Bug 905746

Summary: DMraid fails to populate /dev/mapper with partitions
Product: [openSUSE] openSUSE Distribution Reporter: Forgotten User A9YPvv3rEp <forgotten_A9YPvv3rEp>
Component: Upgrade ProblemsAssignee: Thomas Renninger <trenn>
Status: RESOLVED FIXED QA Contact: Jiri Srain <jsrain>
Severity: Critical    
Priority: P5 - None CC: auxsvr, bwiedemann, forgotten_lNYeazqpWh, hare, mcaj, mpluskal, srid, trenn
Version: 13.2   
Target Milestone: ---   
Hardware: x86-64   
OS: openSUSE 13.2   
Whiteboard: ?
Found By: --- Services Priority:
Business Priority: Blocker: ---
Marketing QA Status: --- IT Deployment: ---
Attachments: Screenshot of dracut status
0001-dmraid-rely-on-kpartx-udev-rules.patch

Description Forgotten User A9YPvv3rEp 2014-11-17 13:47:32 UTC
Upgrade of 13.1 to 13.2 done as a fresh install on system with Adaptec 5081 mirrored pair RAID.

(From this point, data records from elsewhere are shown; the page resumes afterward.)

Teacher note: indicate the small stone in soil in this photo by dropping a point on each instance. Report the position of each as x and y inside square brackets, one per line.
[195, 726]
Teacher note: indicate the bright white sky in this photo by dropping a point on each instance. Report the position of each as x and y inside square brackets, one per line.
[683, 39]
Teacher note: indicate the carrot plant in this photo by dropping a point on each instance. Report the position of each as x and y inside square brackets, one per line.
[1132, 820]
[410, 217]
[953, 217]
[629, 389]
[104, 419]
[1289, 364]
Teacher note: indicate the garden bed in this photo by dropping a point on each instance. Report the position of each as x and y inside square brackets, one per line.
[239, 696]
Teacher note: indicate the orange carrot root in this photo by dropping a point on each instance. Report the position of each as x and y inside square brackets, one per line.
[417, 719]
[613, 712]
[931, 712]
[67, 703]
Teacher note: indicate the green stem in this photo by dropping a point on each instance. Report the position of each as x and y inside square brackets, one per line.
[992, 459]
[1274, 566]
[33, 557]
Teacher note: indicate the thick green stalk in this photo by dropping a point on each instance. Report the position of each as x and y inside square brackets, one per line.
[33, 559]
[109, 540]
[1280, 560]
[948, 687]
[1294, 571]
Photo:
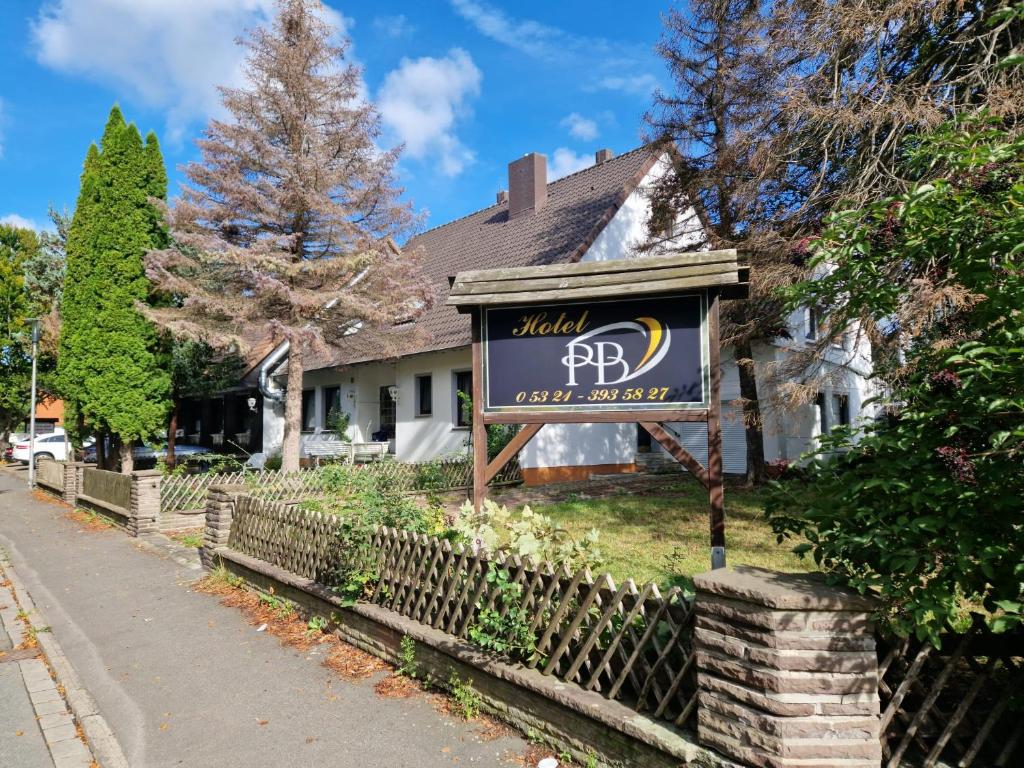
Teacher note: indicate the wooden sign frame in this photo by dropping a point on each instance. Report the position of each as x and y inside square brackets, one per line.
[719, 273]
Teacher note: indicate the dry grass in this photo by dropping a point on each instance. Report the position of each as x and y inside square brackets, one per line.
[192, 538]
[92, 521]
[659, 532]
[43, 498]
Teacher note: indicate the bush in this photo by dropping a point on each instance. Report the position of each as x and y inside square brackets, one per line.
[924, 507]
[495, 529]
[365, 501]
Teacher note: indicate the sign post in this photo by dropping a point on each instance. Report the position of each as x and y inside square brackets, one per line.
[630, 341]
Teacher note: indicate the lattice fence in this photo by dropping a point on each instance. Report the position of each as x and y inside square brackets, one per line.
[963, 706]
[183, 493]
[628, 643]
[50, 473]
[188, 492]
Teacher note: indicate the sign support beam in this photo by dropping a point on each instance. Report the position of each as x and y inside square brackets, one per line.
[479, 429]
[716, 491]
[517, 443]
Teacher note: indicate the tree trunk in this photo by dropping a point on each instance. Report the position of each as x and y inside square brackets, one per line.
[127, 460]
[293, 411]
[752, 414]
[100, 450]
[172, 431]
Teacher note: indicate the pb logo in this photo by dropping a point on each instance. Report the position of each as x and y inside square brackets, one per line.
[608, 357]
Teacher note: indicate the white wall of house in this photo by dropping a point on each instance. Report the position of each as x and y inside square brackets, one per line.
[421, 436]
[426, 436]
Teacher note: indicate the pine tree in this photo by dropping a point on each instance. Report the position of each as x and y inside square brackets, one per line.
[288, 220]
[723, 116]
[120, 385]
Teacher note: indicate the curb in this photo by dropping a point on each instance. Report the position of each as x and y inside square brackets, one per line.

Installation appears to go OK, but on first reboot into new system boot process hangs in dracut as the system is unable to find '/' ('/dev/mapper/ddf1_System_part1') and '/home' ('/dev/mapper/ddf1_System_part2') partitions.

On investigation'/dev/mapper/ddf1_System' is present but the links to the actual partitions are missing.

I could find no way out of this for a successful boot.

Reverted to 13.1 and that behaved as expected.
Comment 1 Neil Brown 2014-11-20 02:37:26 UTC
That is strange.

the "dmraid.sh" script in dracut which runs "dmraid -ay"  to activate the array
then runs "kpartx  -a /dev/mapper/..." which should create the partitions.

Some step there is presumably going wrong.

Maybe there needs to be a 'udevadm settle' between the 'dmraid -ay' and the 'kpartx' to make sure the /dev/mapper/XX device does exist.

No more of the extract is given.